Living Daylight Press Kit: Biography

A biography written by IRS to try to sell the Hunna’s in America.

Author: IRS Records.

Date: 1987.

 

Article Text

Hunters & Collectors rebound from their acclaimed 1986 album, Human Frailty, with a 5-song, $5.98 list EP entitled Living Daylight (I.R.S.- 36 01 7) set for Spring ’87 release.

The EP will serve as a point of reference for an 8-week American tour, and will prelude the Autumn 1987 release of a new album. Human Frailty was co-produced by the band and Greg Edward, best-known for his engineering work with R.E.M. (Life’s Rich Pageant) and John Cougar Mellencamp, and was recorded in the band’s hometown of Melbourne, Australia.

It contains three newly-recorded songs (“Inside A Fireball,” “Living Daylight” and “January Rain”) along with two songs from the group’s Slash LP of 1983, Jaws Of Life (“The Slab” and “Carry Me”) given new vocals and mixes.

Why the impetuous work ethic to return to America short months after their last foray to wage its conquest city by city?

Responds frontman Mark Seymour, “if you’re an Australian rock’n’roll band who’s played everywhere there is to play in Australia, then you’ve got two choices: Either stay home and go into semi-retirement, or go overseas.”

So why America

“Well, it’s big and it’s the next town on the map. But the way we want to approach it is the same way we’ve approached Australia. We started at the bottom and worked our way up through increasing our live audiences for the most part through word-of-mouth. And then gradually, our records began to chart.
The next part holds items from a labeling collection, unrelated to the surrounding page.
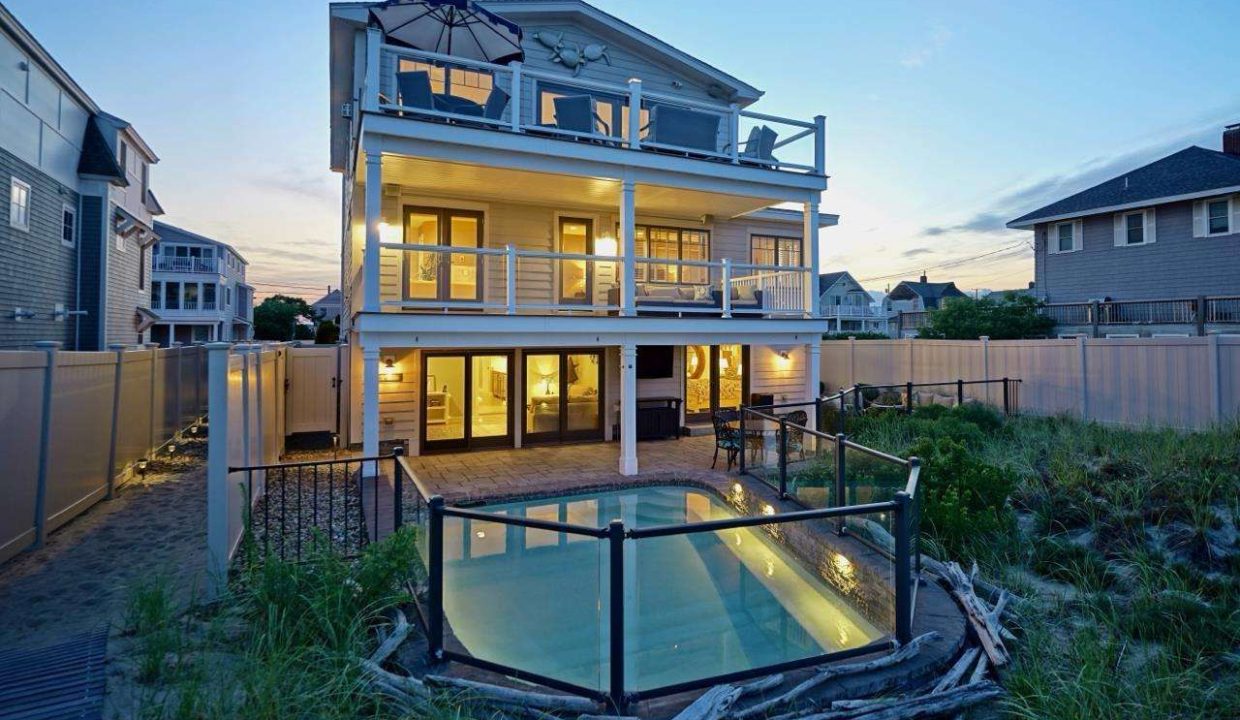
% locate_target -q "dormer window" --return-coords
[1205,200,1231,235]
[1047,222,1084,254]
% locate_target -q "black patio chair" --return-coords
[711,410,743,471]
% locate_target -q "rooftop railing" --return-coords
[365,45,826,175]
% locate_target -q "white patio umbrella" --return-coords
[371,0,525,64]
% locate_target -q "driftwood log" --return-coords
[423,675,599,715]
[732,632,939,720]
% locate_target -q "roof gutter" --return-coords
[1007,185,1240,230]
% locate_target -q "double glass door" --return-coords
[522,351,603,442]
[422,351,513,450]
[403,207,482,302]
[684,345,749,420]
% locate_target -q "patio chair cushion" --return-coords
[647,104,719,152]
[396,69,435,110]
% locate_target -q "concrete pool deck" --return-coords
[366,437,966,718]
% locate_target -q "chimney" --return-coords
[1223,123,1240,157]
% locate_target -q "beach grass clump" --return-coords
[847,405,1240,720]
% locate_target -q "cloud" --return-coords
[900,22,952,68]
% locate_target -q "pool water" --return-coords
[444,486,885,690]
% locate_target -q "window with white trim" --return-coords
[9,177,30,232]
[1205,198,1231,235]
[61,203,77,248]
[1047,222,1080,253]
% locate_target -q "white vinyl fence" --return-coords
[207,342,287,592]
[0,342,207,563]
[822,335,1240,430]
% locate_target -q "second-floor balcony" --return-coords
[153,255,219,273]
[355,43,826,176]
[353,243,813,318]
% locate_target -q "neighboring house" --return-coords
[310,288,342,325]
[329,0,836,473]
[150,222,254,347]
[1008,125,1240,302]
[884,275,968,314]
[0,5,162,349]
[818,270,887,332]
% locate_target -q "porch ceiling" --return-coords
[379,155,779,219]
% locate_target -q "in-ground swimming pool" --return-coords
[444,486,885,690]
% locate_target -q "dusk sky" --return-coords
[6,0,1240,300]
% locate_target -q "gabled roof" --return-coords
[78,115,129,182]
[888,280,968,307]
[1007,145,1240,228]
[155,221,249,265]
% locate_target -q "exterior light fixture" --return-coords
[379,356,404,383]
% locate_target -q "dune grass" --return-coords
[848,406,1240,720]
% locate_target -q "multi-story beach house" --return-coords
[330,0,836,473]
[150,222,254,347]
[0,5,162,349]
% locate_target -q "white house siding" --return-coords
[104,211,150,345]
[0,150,78,349]
[1034,202,1240,302]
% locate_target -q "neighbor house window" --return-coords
[1205,200,1231,235]
[61,204,77,248]
[9,177,30,230]
[1050,223,1078,253]
[634,226,711,285]
[749,235,801,268]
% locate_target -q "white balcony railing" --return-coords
[155,255,219,273]
[381,243,812,317]
[822,305,890,320]
[363,45,826,175]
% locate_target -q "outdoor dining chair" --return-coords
[554,95,611,135]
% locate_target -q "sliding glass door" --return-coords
[684,345,749,420]
[404,207,482,302]
[522,351,604,444]
[422,351,512,451]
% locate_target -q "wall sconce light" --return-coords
[379,356,404,383]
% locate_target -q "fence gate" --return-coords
[285,346,341,435]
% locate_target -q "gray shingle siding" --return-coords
[0,149,81,348]
[104,211,151,345]
[1034,202,1240,302]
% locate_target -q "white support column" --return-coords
[207,342,233,599]
[805,338,822,428]
[362,146,383,312]
[620,177,637,316]
[620,343,637,476]
[362,341,379,457]
[801,199,820,317]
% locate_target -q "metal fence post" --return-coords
[103,345,125,499]
[391,445,404,530]
[31,340,61,549]
[608,520,627,715]
[893,490,913,646]
[427,494,444,664]
[737,408,749,475]
[833,432,848,535]
[779,418,787,499]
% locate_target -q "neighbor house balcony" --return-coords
[154,255,219,273]
[353,43,826,176]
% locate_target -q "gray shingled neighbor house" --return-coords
[0,5,164,349]
[1007,125,1240,302]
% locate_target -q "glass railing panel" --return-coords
[444,501,608,690]
[625,493,894,691]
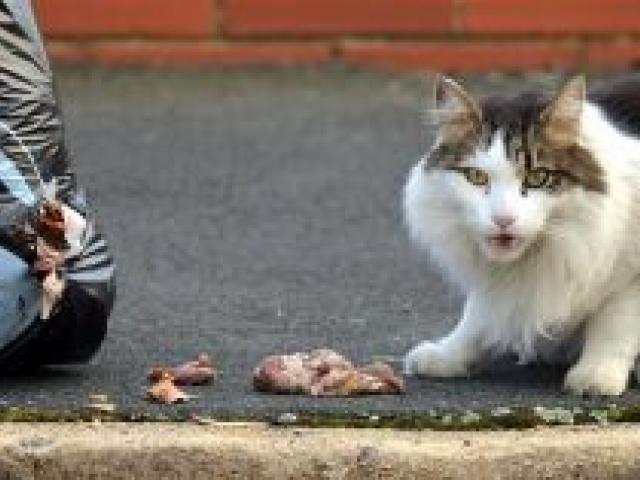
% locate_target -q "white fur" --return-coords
[404,103,640,395]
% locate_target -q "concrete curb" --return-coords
[0,423,640,480]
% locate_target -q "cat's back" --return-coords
[588,75,640,137]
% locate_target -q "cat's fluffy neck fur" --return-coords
[404,103,640,359]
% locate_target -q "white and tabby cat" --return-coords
[404,77,640,395]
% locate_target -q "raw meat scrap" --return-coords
[253,349,404,396]
[147,372,191,404]
[149,353,217,385]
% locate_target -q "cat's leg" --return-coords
[404,295,486,377]
[565,281,640,395]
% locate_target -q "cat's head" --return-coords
[423,77,607,262]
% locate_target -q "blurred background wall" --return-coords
[34,0,640,72]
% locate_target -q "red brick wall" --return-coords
[34,0,640,71]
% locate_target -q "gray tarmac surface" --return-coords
[0,68,640,416]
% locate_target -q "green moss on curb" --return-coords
[0,404,640,431]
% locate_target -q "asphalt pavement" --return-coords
[0,68,640,416]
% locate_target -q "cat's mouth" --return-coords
[489,233,520,250]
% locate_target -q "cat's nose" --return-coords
[492,215,516,230]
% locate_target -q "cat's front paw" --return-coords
[564,361,629,396]
[404,342,469,377]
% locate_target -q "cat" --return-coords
[403,76,640,395]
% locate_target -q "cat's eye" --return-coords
[522,168,559,188]
[462,168,489,187]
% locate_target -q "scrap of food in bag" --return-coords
[27,199,86,320]
[253,349,404,396]
[148,353,218,385]
[147,372,192,405]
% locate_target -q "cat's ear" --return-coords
[433,75,481,123]
[432,75,482,141]
[541,75,587,145]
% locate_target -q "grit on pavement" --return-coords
[0,67,640,416]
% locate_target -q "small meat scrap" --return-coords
[148,353,217,385]
[147,372,191,405]
[253,349,404,397]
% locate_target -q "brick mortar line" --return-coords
[46,31,640,43]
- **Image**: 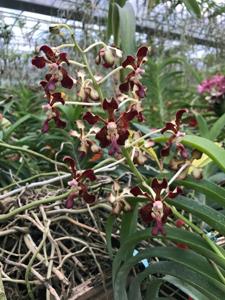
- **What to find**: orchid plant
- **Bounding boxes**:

“We believe that if you can convince a live audience of your music, then the whole thing’s worth doing. Conversely, if you can’t, then it’s not. It’s called self-promotion and it works. Believing as we do in the strength of our live performance, we’re eager to take the same risks in America,” Seymour concludes.

The U.S. press has had its own take on Hunters & Collectors based on the Human Frailty LP and its ensuing tour. Craig Lee, in the Los Angeles Times, cited the record’s “strong, cohesive and sometimes nightmarish look at personal relationships, documenting a band’s playing at the peak of its collective power.”

Los Angeles Times reviewer Duncan Strauss, describing the band’s kickoff American date, called them “riveting” and “enormously provocative.”

Cary Darling in California’s BAM magazine noted that while Hunters & Collectors’ first appeared on these shores three years back with an “intensely physical, bass-driven set that combined the power of the prehistoric with the intelligence of the information age,” that the newer material is “almost primal in its simplicity, digging deeper emotionally than standard-issue pop rock.”

Hunters & Collectors formed in Melbourne in 1980 as a large, funky ensemble with ‘industrial percussion. Over the years, they developed a nationwide reputation for their live shows in which their increasingly- cited “wall of rhythm” generated immense power over a long period. The band recorded a number of EP’s and LP’s released in Australia only before releasing one LP apiece on A&M and Slash.

Human Frailty, the first LP in a long-term American relationship with I.R.S., is the cornerstone in the band’s desire to put their powerful act before American audiences. Living Daylight suggests there’s more where that came from and whets appetites for the new full LP later this year.

Living Daylight (I.R.S. 36017 ) 4/87

  • John Archer – bass
  • Doug Falconer – drums
  • Jack Howard trumpet
  • Mark Seymour vocals, guitars, lyrics
  • Jeremy Smith French horns, keyboards
  • Michael Waters – trombone, keyboards.